Being good is easy, being a good man is hard:
What makes a good man? Is it specifically the way we act towards women? Towards the ones we love? Towards our families? At work? Is it just the way we act towards others in general, or the way we are when we are alone? What makes us good?
What makes this question so difficult is the ambiguous nature of all good vs evil questions. We all strive to uphold our individual moral and ethical codes, (that individuality is our freedom) yet individual thought leaves room for error. This is where different viewpoints and the notion of good versus evil come into play. So then, should we have a unified code of moral and ethical values? The legal systems that we have established are about as unified as we are going to get. We should not be controlling people, just teaching them better; how to see what qualities make a good person.
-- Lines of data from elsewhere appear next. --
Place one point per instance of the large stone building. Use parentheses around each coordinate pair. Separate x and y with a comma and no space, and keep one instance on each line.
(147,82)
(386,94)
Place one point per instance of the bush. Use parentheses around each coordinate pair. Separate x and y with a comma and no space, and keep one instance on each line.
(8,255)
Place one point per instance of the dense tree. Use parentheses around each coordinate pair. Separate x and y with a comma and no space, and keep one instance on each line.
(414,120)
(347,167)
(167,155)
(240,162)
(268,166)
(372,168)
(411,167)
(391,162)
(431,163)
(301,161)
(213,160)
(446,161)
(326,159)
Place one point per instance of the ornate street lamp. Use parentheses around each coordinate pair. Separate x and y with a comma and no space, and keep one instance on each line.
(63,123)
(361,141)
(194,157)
Being a good man, to me, is being selfless while making sure you take care of yourself. It’s courage against the things you fear most, strength against the things you can barely manage on your own. It’s not being afraid to ask for help and to share in the glory. It’s undying friendship, and working towards the betterment of all. It is preserving your home, helping your neighbor, and ensuring safety for everyone. A good man, is responsible for a great deal more things than he realizes. It is up to all good men to keep the world a good place. We are its heroes, for no matter how difficult the world gets— no matter how difficult it may seem to be a man at times, when it gets dark there is no one else coming to save us. We are it.